Quebra de safra é a redução da produção agrícola em relação ao que se esperava colher, provocada por fatores que fogem ao controle do produtor, como seca, excesso de chuva, geada, granizo, calor extremo ou ataque severo de pragas e doenças. A expressão pode se referir a uma lavoura, a uma região ou ao país inteiro, e é normalmente medida comparando a colheita efetiva com a estimativa inicial ou com a média histórica.
Como funciona
Toda safra começa com uma expectativa: o produtor planeja o rendimento com base na cultivar, no manejo e no histórico da área, e órgãos como a Conab projetam a produção nacional a partir da área plantada e da produtividade esperada. Ao longo do ciclo, esses números são revistos conforme o clima se comporta. Quando um evento adverso atinge a lavoura em fase crítica, como a floração e o enchimento de grãos, o potencial produtivo cai e a estimativa é reduzida. A diferença entre o que se esperava e o que se colhe é a quebra.

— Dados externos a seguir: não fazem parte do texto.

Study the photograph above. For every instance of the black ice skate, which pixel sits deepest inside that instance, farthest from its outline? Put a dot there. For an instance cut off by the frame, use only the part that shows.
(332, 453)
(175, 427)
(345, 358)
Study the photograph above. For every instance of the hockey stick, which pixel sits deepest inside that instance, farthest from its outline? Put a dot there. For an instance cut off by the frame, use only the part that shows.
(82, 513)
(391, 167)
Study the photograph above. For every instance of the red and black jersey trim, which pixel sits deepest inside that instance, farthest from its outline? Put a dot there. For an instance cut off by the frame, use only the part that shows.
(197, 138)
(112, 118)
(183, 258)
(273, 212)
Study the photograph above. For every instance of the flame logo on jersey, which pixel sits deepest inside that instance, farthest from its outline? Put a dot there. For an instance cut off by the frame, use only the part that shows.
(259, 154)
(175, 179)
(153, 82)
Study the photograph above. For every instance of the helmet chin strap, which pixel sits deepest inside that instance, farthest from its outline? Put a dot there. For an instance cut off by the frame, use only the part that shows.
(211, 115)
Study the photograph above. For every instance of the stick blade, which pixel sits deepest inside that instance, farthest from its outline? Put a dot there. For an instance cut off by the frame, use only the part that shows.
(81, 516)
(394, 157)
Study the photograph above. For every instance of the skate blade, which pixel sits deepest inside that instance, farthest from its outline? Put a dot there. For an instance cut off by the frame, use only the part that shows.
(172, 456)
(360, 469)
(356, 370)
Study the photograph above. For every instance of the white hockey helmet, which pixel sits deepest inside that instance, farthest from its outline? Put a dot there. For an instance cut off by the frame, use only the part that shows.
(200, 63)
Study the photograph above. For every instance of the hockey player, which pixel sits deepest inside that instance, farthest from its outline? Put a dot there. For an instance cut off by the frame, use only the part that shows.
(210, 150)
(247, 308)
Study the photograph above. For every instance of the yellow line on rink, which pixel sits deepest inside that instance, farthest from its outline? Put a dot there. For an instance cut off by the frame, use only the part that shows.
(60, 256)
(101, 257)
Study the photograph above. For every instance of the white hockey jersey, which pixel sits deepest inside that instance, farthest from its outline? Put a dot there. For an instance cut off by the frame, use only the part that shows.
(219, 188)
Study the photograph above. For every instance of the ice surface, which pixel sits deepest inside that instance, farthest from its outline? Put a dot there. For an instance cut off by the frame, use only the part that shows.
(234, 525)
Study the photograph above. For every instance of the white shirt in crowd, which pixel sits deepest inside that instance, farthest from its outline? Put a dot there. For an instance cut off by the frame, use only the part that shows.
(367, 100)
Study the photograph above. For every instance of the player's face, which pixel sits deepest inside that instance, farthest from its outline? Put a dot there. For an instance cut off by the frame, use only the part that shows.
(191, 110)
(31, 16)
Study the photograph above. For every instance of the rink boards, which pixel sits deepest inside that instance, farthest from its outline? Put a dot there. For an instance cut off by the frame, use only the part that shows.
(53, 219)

O momento em que o problema ocorre define o tamanho do dano. Uma estiagem durante o estabelecimento da lavoura pode ser compensada por replantio ou pela recuperação das plantas; a mesma estiagem na fase reprodutiva costuma causar perda irreversível. Por isso, o acompanhamento dos levantamentos mensais e das condições de lavoura por estado é a forma mais usada para dimensionar a quebra antes da colheita.
Por que importa para o produtor
A quebra afeta a renda de duas formas. A primeira é direta: menos sacas para vender. A segunda é indireta: quem vendeu antecipadamente parte da produção, por contrato ou barter, pode não ter volume para entregar e precisa comprar no mercado para honrar o compromisso, muitas vezes com o preço em alta justamente por causa da quebra. A cobertura do seguro rural, do Proagro ou de mecanismos de renegociação de dívidas depende de comprovação técnica das perdas, com vistoria e laudo.
Na prática
No Rio Grande do Sul, estiagens de verão associadas ao fenômeno La Niña têm provocado quebras expressivas na soja e no milho em várias safras. No Centro-Oeste, o risco maior está no milho safrinha, plantado no fim da estação chuvosa e sujeito a ficar sem água na fase final. Geadas de inverno já atingiram cafezais em Minas Gerais e canaviais em São Paulo, com efeitos que se estendem por mais de um ciclo em culturas perenes. Quando a quebra é grande em um dos maiores produtores, os preços internos e internacionais reagem, o que explica por que os relatórios da Conab e as notícias de clima são acompanhados de perto pelo mercado.